What is something your constituents have told you they want to see changed and what is your plan to address it?
FIELDS: “Understaffed emergency and law enforcement services were addressed recently. I am happy to report those additional personnel in both departments were approved. I will continue to seek venues to fully staff these services without any tax increase. Another area is school overcrowding. The safety of our children. The BOE and SROs have a thorough plan in place, but what about the buses. With a driver shortage, routes will be combined allowing elementary, middle and high school students riding together, promoting the potential for bullying. I propose a training program for parents/volunteers who ride the buses to ensure bullying doesn’t occur.”
NEWTON: “One issue presented to me by potential constituents is getting drivers to slow down in some of the District 1 neighborhoods that are active with pedestrians, animals and children playing. Another concern is ensuring our schools have adequate funding to pay teachers’ salaries that are more competitive with those in neighboring counties. Addressing these issues will involve communication with law enforcement, the board of education, fellow commissioners and others as well as taking a closer look at where funds are being allocated in the county budget.”
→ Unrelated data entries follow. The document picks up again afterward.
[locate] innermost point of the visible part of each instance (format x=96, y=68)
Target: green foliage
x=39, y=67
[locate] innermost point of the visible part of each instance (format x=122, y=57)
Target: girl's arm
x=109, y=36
BOWMAN: “District 6 is experiencing a lot of growth and changes in all areas. If elected, I will have monthly Friday morning roundtables to listen, share ideas, and talk through new and existing issues. I believe in partnering with you to expand collaborative communication through roundtables, monthly newsletters, a Facebook page, and a willingness to talk anytime. Communicating as a community, together, to find the best solutions to land developments, roads, schools, and emergency services is the tipping point that ripple into real innovation and positive change—beyond our district into all of Wilson County.
GRAVES: “Extensive growth, traffic, and infrastructure are three of the biggest concerns that have been presented to me. Most everyone understands that growth is inevitable, but if the infrastructure is not adequate to handle the issues that arise with fast growth, then this growth proposes challenges for the residents. No one person has all the answers, so working collaboratively with the other commissioners who each possess different strengths and knowledge is key. One current example is the proposed rock quarry in Trousdale County. While this is a different county, knowing the affects it may have on the 6th District is imperative.”
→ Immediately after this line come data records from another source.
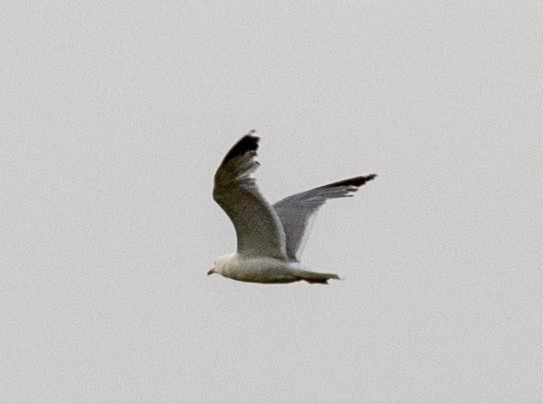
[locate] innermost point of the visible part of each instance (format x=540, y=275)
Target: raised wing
x=258, y=228
x=298, y=211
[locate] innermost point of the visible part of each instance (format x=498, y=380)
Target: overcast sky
x=114, y=117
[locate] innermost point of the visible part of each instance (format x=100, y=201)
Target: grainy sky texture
x=114, y=117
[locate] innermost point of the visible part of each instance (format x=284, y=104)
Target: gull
x=269, y=237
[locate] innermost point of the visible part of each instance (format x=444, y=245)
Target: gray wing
x=258, y=228
x=298, y=211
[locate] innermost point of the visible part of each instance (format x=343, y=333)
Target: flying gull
x=269, y=237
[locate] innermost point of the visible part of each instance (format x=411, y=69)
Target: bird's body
x=266, y=270
x=270, y=237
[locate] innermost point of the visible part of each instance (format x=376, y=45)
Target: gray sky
x=114, y=118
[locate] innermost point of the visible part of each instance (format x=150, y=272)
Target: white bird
x=269, y=237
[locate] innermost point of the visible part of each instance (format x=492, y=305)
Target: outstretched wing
x=298, y=211
x=258, y=228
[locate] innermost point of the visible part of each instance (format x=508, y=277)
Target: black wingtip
x=249, y=142
x=356, y=181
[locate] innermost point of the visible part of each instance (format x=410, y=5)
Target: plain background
x=114, y=117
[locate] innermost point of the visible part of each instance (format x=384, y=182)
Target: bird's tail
x=315, y=277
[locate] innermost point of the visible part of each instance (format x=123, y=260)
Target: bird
x=269, y=237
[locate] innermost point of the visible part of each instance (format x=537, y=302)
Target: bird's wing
x=298, y=211
x=258, y=228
BREEZE: “I have been asked to keep taxes low as the county population grows and focus on expanding infrastructure and address county department needs, to ensure citizens receive the high level of services that they deserve. I will use my knowledge to find creative solutions to prevent unnecessary tax increases. This year’s budget added 24 new needed positions, funded raises for county employees, and issued bonds to rebuild WWMS and purchase land for new schools, all without a tax increase. Going forward, I will continue to use my extensive financial skills to utilize tax dollars fully and keep taxes low.”
NICHOLSON: “Being on the campaign trail these past several months has provided me with the best way to listen to the people. This about what they want and how I can satisfy that request. They want to see planned and smart growth that benefits our county. It’s no secret that Wilson County is growing extensively with people choosing to live here. They want communities that accommodate smart growth.”